Akibat dugaan penganiayaan tersebut, TS mengalami luka lebam pada bagian wajah dan tangan.
Di balik angka-angka dalam laporan polisi, ada kisah tentang seorang perempuan yang harus memilih jalan paling nekat untuk memperoleh kebebasan. Saat terlapor meninggalkan rumah, korban keluar melalui jendela sebelum akhirnya meminta pertolongan dan melaporkan peristiwa itu ke Polres Metro Bekasi.
Langkah itu menjadi awal perjuangannya mencari keadilan.
Saat ini, polisi masih memburu pria berinisial HSLT yang telah dilaporkan sebagai terduga pelaku utama.
“Perkara tersebut telah ditangani oleh Polres Metro Bekasi dan saat ini petugas masih melakukan pencarian terhadap terlapor,” kata Budi.
Sementara itu, Kasat Reskrim Polres Metro Bekasi AKBP Jerico Lavian Chandra menegaskan bahwa fokus penyidik saat ini adalah menangkap HSLT.
“Pelaku utamanya masih kita kejar. Semoga segera terungkap,” ujar Jerico.
Polisi telah mengamankan seorang pria yang diduga memiliki keterkaitan dengan kasus tersebut. Namun, penyidik memastikan pria itu bukan pelaku utama, melainkan karyawan HSLT yang diduga turut membantu dalam rangkaian peristiwa penganiayaan.

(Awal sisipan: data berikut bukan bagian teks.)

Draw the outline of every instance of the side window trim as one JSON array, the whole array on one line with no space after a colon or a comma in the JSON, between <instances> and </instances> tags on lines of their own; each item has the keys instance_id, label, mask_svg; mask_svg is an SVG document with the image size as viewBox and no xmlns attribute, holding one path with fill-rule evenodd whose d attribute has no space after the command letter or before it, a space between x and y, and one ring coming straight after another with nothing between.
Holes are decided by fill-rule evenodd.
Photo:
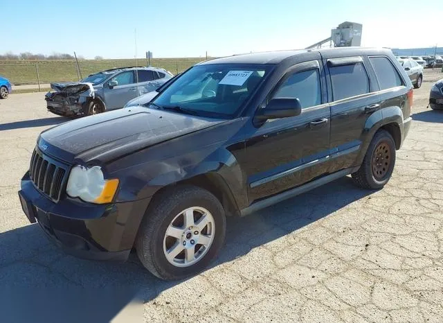
<instances>
[{"instance_id":1,"label":"side window trim","mask_svg":"<svg viewBox=\"0 0 443 323\"><path fill-rule=\"evenodd\" d=\"M320 68L320 64L318 63L318 60L311 60L309 62L304 62L302 63L296 64L295 65L291 66L289 69L287 69L286 71L283 73L283 76L282 76L280 79L278 80L278 82L277 82L275 85L272 88L271 91L269 91L269 93L268 94L266 98L264 99L264 101L260 105L260 107L265 107L268 104L269 101L275 94L277 91L278 91L282 84L283 84L288 78L289 78L291 76L292 76L293 74L295 74L296 73L303 72L303 71L309 71L311 69L317 69L317 71L318 71L318 80L320 81L320 105L323 104L323 84L321 69ZM317 105L314 105L314 106L316 107Z\"/></svg>"}]
</instances>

“Dia karyawannya si S (HSLT), kemudian dia membantu,” jelas Jerico.
Meski demikian, polisi belum membeberkan secara rinci bentuk keterlibatan orang tersebut. Penyidik memilih menunggu penangkapan HSLT agar konstruksi perkara dapat diungkap secara utuh.
“Jadi tetap harus si S dulu ketangkap,” tandasnya.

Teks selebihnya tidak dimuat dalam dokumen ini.